HBR’s article Leadership That Gets Results introduced six leadership styles:
Coercive leaders demand immediate compliance. Authoritative leaders mobilize people toward a vision. Affiliative leaders create emotional bonds and harmony. Democratic leaders build consensus through participation. Pacesetting leaders expect excellence and self-direction. And coaching leaders develop people for the future.
It further claims that:
Leaders who have mastered four or more—especially the authoritative, democratic, affiliative, and coaching styles—have the best climate and business performance.
It’s not hard to that three of the four styles there — democratic, affiliative and coaching styles — are people-centric.
Trust is that saturated word in most people-centric narratives.
Trust among team members, trust in leadership, trust with clients, trust from customers.
Trust is a good thing, maybe the best of things.
But obsessing with trust is missing the point, because if we take care of people, then trust will take care of itself.
Why?
There are three reasons for that:
- Trust is merely a reliable social means to the people-centric, social end.
- Trust is just one of many critical elements for being people-centric.
- Trust-less coordination, cooperation and collaboration is feasible with new decentralizing technologies such as blockchain.
Trust as Means to a Social End
Trust is hard to build and easy to collapse.
Enough has been said about the importance of trust in team building, leadership and organizations.
But don’t take it the wrong way – we cherish trust not because trust itself has any utilitarian value (it does have cultural value), but because trust enables many other essential social values.
Trust is an enabler, but it’s not the only one.
As a leader, if you don’t take care of people, then you don’t get to talk about trust.
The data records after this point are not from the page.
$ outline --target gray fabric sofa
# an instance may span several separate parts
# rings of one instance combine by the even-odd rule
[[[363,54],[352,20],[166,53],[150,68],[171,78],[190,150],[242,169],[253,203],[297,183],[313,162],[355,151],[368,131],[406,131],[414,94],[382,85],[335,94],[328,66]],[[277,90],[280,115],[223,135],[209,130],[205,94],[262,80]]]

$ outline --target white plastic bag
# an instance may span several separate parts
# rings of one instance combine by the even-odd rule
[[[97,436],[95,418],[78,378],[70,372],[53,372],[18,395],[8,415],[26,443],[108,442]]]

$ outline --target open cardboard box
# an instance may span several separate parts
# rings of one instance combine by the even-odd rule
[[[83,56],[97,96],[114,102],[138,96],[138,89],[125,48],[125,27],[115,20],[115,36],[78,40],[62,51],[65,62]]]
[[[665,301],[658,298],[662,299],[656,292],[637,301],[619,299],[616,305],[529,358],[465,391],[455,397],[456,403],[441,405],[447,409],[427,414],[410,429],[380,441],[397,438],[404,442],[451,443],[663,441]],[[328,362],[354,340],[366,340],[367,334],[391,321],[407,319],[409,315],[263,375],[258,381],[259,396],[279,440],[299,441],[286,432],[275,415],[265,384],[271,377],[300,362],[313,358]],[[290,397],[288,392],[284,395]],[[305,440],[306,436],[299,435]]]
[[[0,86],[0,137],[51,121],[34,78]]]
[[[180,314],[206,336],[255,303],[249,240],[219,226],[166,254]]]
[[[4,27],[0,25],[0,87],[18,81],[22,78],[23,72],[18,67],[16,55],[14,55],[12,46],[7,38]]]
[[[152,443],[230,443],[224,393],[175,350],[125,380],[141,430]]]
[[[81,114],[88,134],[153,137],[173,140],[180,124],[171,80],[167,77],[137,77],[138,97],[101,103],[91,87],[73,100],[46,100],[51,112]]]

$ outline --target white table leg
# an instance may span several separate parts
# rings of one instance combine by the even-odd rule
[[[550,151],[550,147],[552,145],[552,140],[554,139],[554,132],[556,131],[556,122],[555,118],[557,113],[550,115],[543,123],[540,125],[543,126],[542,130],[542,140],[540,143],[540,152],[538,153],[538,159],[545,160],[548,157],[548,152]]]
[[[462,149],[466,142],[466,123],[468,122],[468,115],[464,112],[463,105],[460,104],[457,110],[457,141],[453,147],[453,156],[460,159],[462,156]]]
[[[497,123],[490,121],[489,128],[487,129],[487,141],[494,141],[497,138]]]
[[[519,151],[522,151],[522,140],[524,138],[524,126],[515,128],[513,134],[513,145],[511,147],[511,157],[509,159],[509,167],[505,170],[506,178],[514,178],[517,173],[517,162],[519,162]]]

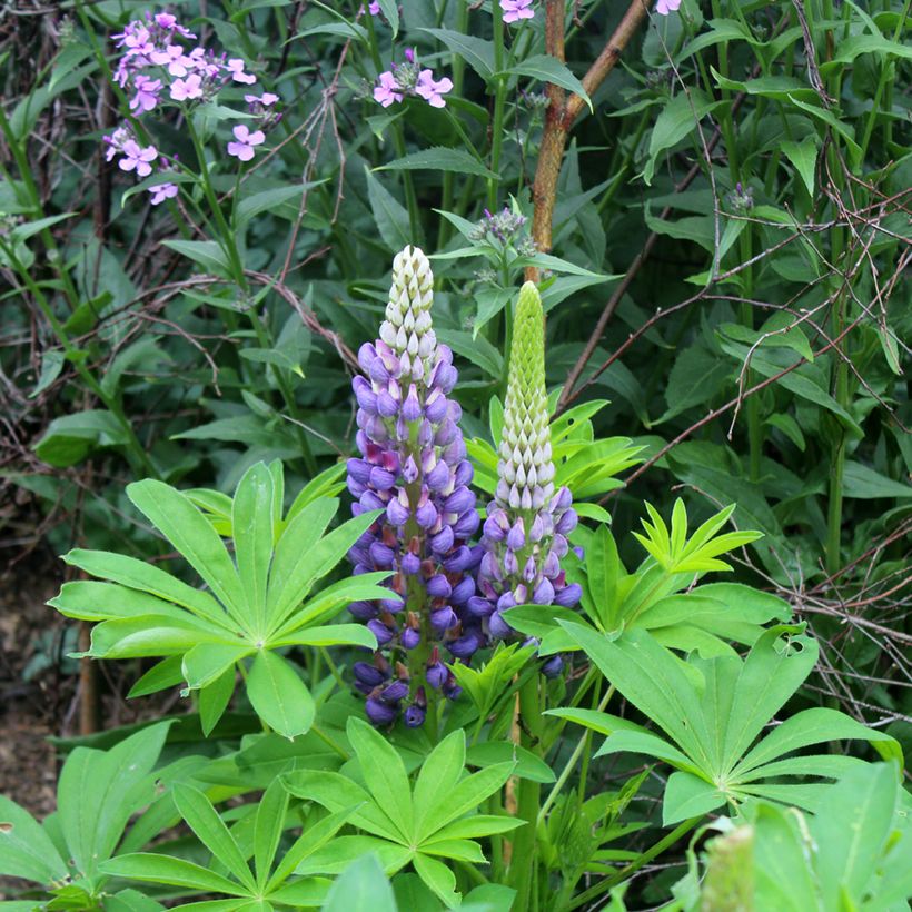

Not vice versa.
Trust as a People-Centric Quality
What does people-centric mean? What kind of observable evidence would you need to see to make you truly believe that your organization and leaders are being people-centric?
We may find evidence in the employees’ confidence in the leaders and in the organization. We may also find it in the lores they tell. After all, organization is the mobilization of bias.
Yet trust is more.
Trust may be found and lost by evidence, but it’s often sustained by faith.
We can only avoid exploitation of trust when it goes both ways.
Being people-centric needs so much more than trust.
Trust as a Redundancy in Trust-less Organization
Security and blockchain technologies and the like have long been showing us that trust-less coordination, cooperation and collaboration is not only possible, but also feasible.
With new organizational paradigms like DAO (Decentralized Autonomous Organization), we see emerging possibilities of new organizational landscapes where trust is not necessarily the essential ingredient of process, structure and function formations in organizations.
Admittedly, trust is still and perhaps will always be critical to culture and purpose formations in organizations.
The only problem that can’t be solved by technology is people.
Even in a trust-less organization, people still need to be taken care of.
Takeaways
Just as leaders can build trust for good, they can also succinctly use it as part of the organizational lores that aim to keep the status-quo and direct people’s attention away from the structural oversight – one that makes sure leaders are taking good care of people.
As important as trust is in organizations, it’s only one of many elements that makes or breaks them. Trust may or may not be the skeleton key to a purpose-fulfilling organization.
An organizing world without trust is not unthinkable, even though a culture without it is.